Cavagnari B M, Córdoba O L, Affanni J M, Santomé J A
Instituto the Química y Fisicoquímica Biológicas (IQUIFIB)-CONICET-UBA, Facultad de Farmacia y Bioquímica, Universidad de Buenos Aires, Argentina.
Comp Biochem Physiol B Biochem Mol Biol. 1997 Sep;118(1):173-80. doi: 10.1016/s0305-0491(97)00052-7.

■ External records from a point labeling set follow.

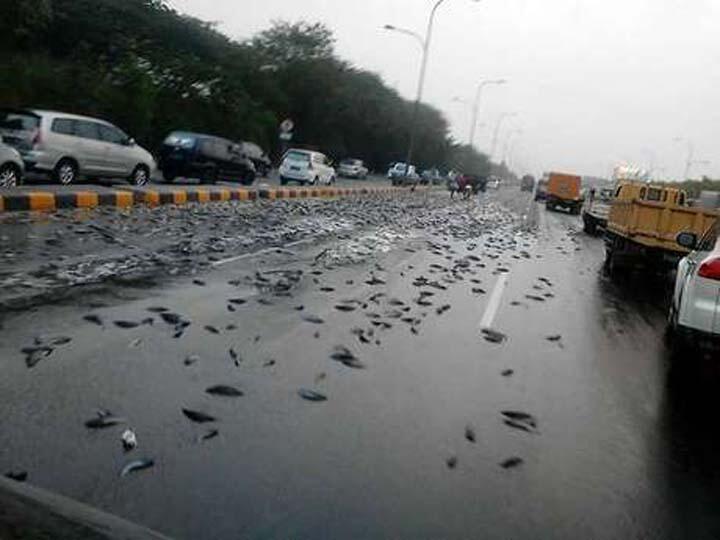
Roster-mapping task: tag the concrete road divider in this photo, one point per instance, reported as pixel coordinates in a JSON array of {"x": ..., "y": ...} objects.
[{"x": 44, "y": 199}]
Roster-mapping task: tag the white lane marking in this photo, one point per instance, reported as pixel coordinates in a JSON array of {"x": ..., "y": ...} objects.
[
  {"x": 223, "y": 262},
  {"x": 494, "y": 303}
]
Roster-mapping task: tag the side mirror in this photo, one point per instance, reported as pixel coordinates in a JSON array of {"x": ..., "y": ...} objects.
[{"x": 687, "y": 240}]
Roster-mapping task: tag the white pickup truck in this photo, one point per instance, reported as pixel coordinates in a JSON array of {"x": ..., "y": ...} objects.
[{"x": 596, "y": 209}]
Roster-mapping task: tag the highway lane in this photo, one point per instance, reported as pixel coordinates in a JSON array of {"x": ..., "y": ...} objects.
[{"x": 623, "y": 442}]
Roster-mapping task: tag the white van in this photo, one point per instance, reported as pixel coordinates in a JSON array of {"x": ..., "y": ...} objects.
[{"x": 306, "y": 167}]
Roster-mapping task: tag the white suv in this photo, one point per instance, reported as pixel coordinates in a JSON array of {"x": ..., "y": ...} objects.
[
  {"x": 695, "y": 309},
  {"x": 306, "y": 167},
  {"x": 67, "y": 146}
]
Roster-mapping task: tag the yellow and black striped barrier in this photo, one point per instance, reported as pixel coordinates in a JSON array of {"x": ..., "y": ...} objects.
[{"x": 126, "y": 197}]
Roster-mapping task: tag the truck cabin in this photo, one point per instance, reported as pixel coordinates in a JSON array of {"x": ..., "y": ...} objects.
[{"x": 629, "y": 191}]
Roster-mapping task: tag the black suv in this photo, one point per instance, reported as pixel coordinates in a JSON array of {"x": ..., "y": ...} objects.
[{"x": 209, "y": 158}]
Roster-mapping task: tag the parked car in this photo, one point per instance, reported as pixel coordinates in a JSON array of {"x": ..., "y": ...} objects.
[
  {"x": 401, "y": 174},
  {"x": 695, "y": 309},
  {"x": 306, "y": 167},
  {"x": 352, "y": 168},
  {"x": 12, "y": 167},
  {"x": 257, "y": 155},
  {"x": 68, "y": 146},
  {"x": 207, "y": 157}
]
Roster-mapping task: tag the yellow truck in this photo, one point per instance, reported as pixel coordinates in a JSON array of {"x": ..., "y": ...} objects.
[{"x": 643, "y": 224}]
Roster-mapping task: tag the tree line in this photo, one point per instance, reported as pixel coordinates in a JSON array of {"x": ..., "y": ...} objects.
[{"x": 150, "y": 70}]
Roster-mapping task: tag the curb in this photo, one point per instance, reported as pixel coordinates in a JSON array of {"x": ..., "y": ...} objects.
[{"x": 127, "y": 197}]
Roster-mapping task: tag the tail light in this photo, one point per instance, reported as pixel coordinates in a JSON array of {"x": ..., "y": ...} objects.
[{"x": 710, "y": 268}]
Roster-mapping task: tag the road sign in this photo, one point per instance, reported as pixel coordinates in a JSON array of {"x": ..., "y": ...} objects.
[{"x": 287, "y": 126}]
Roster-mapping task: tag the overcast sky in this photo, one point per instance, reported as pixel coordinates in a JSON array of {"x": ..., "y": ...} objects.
[{"x": 594, "y": 82}]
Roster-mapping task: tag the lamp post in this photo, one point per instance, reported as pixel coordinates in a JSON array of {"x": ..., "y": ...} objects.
[
  {"x": 476, "y": 105},
  {"x": 425, "y": 43},
  {"x": 504, "y": 116}
]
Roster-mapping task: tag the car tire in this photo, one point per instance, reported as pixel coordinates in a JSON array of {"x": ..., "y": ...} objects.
[
  {"x": 65, "y": 172},
  {"x": 140, "y": 176},
  {"x": 10, "y": 176}
]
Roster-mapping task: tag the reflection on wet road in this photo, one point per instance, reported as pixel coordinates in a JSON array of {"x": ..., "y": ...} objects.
[{"x": 565, "y": 419}]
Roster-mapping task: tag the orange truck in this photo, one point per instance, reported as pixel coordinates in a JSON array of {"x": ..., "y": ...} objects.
[{"x": 563, "y": 191}]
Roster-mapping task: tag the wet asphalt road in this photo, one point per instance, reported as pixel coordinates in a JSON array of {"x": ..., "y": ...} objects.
[{"x": 621, "y": 441}]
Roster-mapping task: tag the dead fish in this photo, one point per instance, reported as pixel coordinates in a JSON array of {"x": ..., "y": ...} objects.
[
  {"x": 33, "y": 355},
  {"x": 129, "y": 440},
  {"x": 211, "y": 434},
  {"x": 94, "y": 319},
  {"x": 511, "y": 463},
  {"x": 345, "y": 356},
  {"x": 125, "y": 325},
  {"x": 198, "y": 417},
  {"x": 311, "y": 395},
  {"x": 493, "y": 336},
  {"x": 224, "y": 391},
  {"x": 104, "y": 421},
  {"x": 171, "y": 318},
  {"x": 191, "y": 359},
  {"x": 137, "y": 465},
  {"x": 18, "y": 476}
]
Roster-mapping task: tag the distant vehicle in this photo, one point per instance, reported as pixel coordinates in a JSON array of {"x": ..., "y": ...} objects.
[
  {"x": 401, "y": 174},
  {"x": 306, "y": 167},
  {"x": 352, "y": 168},
  {"x": 12, "y": 167},
  {"x": 695, "y": 309},
  {"x": 563, "y": 191},
  {"x": 596, "y": 209},
  {"x": 431, "y": 176},
  {"x": 644, "y": 223},
  {"x": 527, "y": 183},
  {"x": 69, "y": 146},
  {"x": 207, "y": 157},
  {"x": 257, "y": 155},
  {"x": 541, "y": 190}
]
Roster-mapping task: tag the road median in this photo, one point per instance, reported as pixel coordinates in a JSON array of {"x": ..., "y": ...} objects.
[{"x": 42, "y": 199}]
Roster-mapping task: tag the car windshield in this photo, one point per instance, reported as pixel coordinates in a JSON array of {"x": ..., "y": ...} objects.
[
  {"x": 18, "y": 121},
  {"x": 298, "y": 156}
]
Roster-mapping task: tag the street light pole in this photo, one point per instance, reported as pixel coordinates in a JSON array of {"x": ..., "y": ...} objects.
[
  {"x": 425, "y": 42},
  {"x": 500, "y": 121},
  {"x": 476, "y": 106}
]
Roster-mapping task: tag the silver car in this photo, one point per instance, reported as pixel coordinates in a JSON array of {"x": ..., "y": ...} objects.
[
  {"x": 67, "y": 146},
  {"x": 11, "y": 167}
]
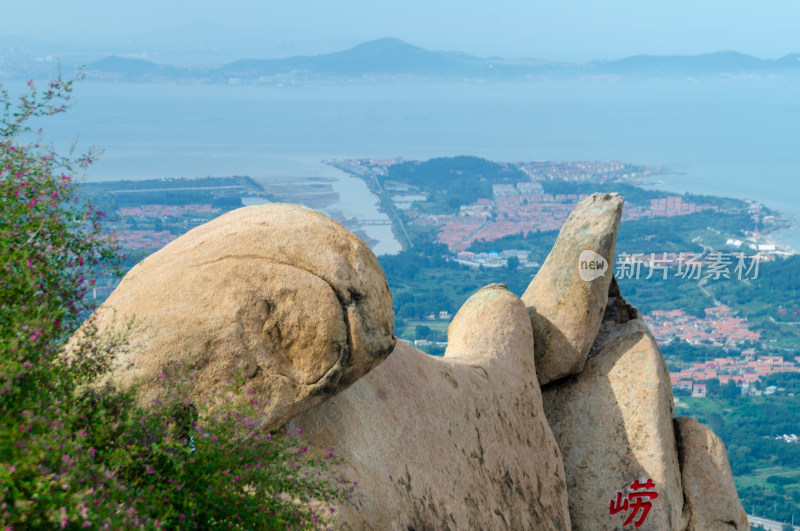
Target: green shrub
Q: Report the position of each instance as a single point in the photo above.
(77, 454)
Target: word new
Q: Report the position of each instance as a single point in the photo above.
(634, 501)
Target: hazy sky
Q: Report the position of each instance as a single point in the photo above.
(573, 30)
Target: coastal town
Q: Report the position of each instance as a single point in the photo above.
(142, 226)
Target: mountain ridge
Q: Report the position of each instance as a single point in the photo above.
(394, 57)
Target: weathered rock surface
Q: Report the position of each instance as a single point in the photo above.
(711, 501)
(278, 292)
(566, 310)
(613, 424)
(458, 442)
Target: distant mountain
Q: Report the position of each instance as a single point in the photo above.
(128, 67)
(393, 57)
(382, 56)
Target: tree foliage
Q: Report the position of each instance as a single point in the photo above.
(75, 453)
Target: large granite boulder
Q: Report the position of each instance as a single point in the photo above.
(711, 501)
(568, 296)
(613, 424)
(459, 442)
(276, 293)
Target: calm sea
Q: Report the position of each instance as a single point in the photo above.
(735, 138)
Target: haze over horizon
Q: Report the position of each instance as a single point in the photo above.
(577, 31)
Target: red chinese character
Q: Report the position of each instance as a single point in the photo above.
(634, 501)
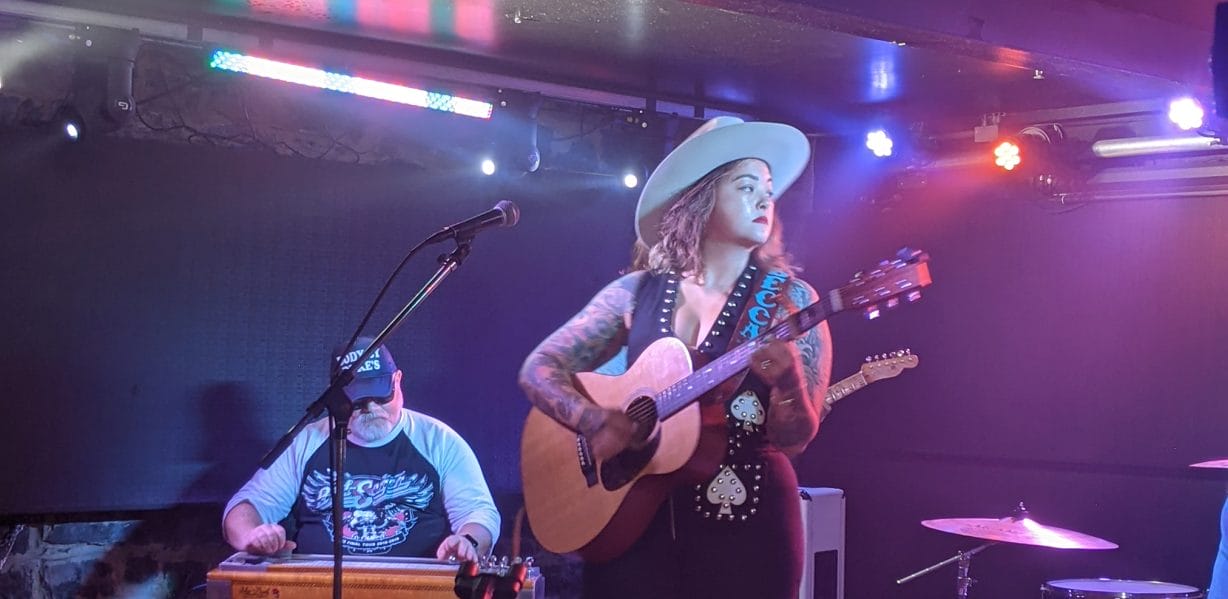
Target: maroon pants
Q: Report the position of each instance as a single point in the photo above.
(684, 555)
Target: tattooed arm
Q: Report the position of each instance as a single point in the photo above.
(587, 340)
(797, 398)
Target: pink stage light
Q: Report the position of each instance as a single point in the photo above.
(346, 84)
(1186, 113)
(1007, 155)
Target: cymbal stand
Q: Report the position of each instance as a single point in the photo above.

The fatty acid-binding protein (FABP) from armadillo liver was purified to homogeneity by a procedure involving gel filtration and two anion exchange chromatography steps. The purified protein proved to have a pI between 5.0 and 5.2 and migrated by sodium dodecyl sulfate-polyacrilamyde gel electrophoresis as a single entity of approximately 14 kDa. The armadillo FABP cross-reacted with antiserum against rat liver FABP but not against rat intestinal FABP. The same as other members of the family, it has a blocked N-terminus. Amino acid sequencing of peptides obtained by cyanogen bromide cleavage and in-gel tryptic digestion shows that the armadillo, despite being one of the less evolved mammals, has a liver FABP of the same type as that of highly evolved mammals.